The difference in many cases is not that modern human societies are more vulnerable to catastrophic destruction or damage, but simply that the numbers of people involved in contemporary disasters are much higher. This tsunami might have killed 25,000 people rather than 150,000 if it had happened in 1650. That has nothing to do with where or how we live, simply that there are many more of us living and so potentially dying when disaster strikes.
That we feel those numbers so devastatingly has to do with the way that modern states constantly and persistently enumerate their populations—so that the tally of the dead circles like lightning around the globe, to be compared with all the other unimaginably large social quantities that we try to keep in our heads. Premodern societies did not have the mechanisms or the conceptual desire to count people in the same way, and did not understand catastrophe in the numerical terms that we are so accustomed to in the 21st Century.

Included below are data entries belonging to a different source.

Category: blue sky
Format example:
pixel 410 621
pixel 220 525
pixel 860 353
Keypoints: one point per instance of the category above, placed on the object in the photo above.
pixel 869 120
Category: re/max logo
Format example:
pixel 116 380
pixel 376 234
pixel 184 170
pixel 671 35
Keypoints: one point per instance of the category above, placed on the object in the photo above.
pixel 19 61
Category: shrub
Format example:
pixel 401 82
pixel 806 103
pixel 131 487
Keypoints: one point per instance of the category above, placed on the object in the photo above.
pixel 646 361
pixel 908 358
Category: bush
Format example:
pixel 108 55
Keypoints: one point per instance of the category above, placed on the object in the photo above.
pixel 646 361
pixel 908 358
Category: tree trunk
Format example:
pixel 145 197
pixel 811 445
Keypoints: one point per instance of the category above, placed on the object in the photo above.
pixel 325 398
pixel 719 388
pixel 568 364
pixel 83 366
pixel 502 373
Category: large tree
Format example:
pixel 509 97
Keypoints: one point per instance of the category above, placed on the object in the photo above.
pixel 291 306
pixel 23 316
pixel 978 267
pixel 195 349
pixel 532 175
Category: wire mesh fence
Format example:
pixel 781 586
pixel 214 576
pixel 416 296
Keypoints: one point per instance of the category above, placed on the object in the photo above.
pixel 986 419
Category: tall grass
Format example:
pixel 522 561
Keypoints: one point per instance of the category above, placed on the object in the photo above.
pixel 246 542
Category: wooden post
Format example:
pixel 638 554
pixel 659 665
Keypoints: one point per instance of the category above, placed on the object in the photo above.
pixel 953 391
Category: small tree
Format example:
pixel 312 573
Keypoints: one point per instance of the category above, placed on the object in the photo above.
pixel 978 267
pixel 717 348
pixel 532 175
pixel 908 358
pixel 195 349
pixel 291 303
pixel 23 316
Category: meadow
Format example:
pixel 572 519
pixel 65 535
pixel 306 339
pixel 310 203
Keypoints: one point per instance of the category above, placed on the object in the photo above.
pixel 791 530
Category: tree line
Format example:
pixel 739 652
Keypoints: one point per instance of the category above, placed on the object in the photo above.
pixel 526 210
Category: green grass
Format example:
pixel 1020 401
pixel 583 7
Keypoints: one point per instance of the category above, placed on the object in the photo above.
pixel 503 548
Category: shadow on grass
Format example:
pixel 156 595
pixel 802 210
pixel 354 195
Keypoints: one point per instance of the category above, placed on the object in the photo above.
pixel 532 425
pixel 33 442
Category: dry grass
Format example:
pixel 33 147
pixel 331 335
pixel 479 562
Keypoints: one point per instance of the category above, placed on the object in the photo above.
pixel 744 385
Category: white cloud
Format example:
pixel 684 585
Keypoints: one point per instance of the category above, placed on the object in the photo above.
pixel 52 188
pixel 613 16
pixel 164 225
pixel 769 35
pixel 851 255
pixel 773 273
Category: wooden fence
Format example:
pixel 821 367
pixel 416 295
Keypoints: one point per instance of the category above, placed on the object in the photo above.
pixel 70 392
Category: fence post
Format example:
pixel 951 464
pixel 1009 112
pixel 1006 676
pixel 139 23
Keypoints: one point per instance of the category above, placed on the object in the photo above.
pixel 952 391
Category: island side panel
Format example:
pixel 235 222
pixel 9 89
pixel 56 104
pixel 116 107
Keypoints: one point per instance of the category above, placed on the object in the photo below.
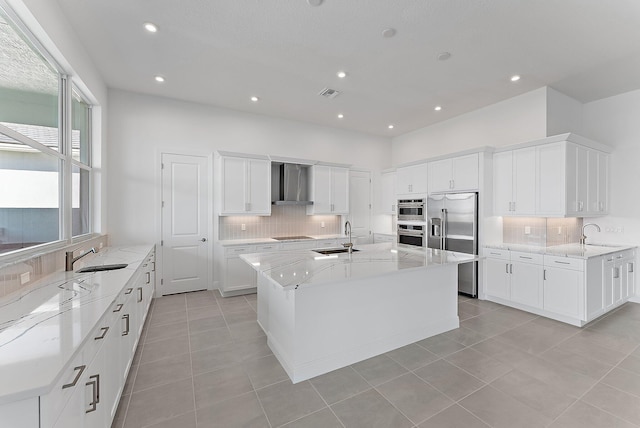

We feel those numbers also because we live at the other end of the revolutionary impact of liberalism, the inheritors of a belief in the individual meaning and worth of every human life. We are everywhere, even in authoritarian states, enveloped by legal and social institutions which give individual lives at least notionally a structured importance and gravity. Death and suffering have been part of human experience from its beginning to the present day, but the human meanings and felt importance of death in the past were different, sometimes strikingly so. I do not think that many premodern societies conceptualized catastrophe the way that we do, even though they were just as affected by it as we are, often more so. The devastatingly painful stories of individual loss that serve as our collective route into this disaster, that allow us to relate its enormity to our everyday lives, are distinctively modern, a mark of our age. That makes us feel as if catastrophe affects us more, worse, and in a way it does. Not because we build more, or build in the wrong places, or have a flawed relationship to our environment. It affects us more in the 21st Century because of a change in meaning, in sentiment, in consciousness, in the infrastructure of human subjectivity.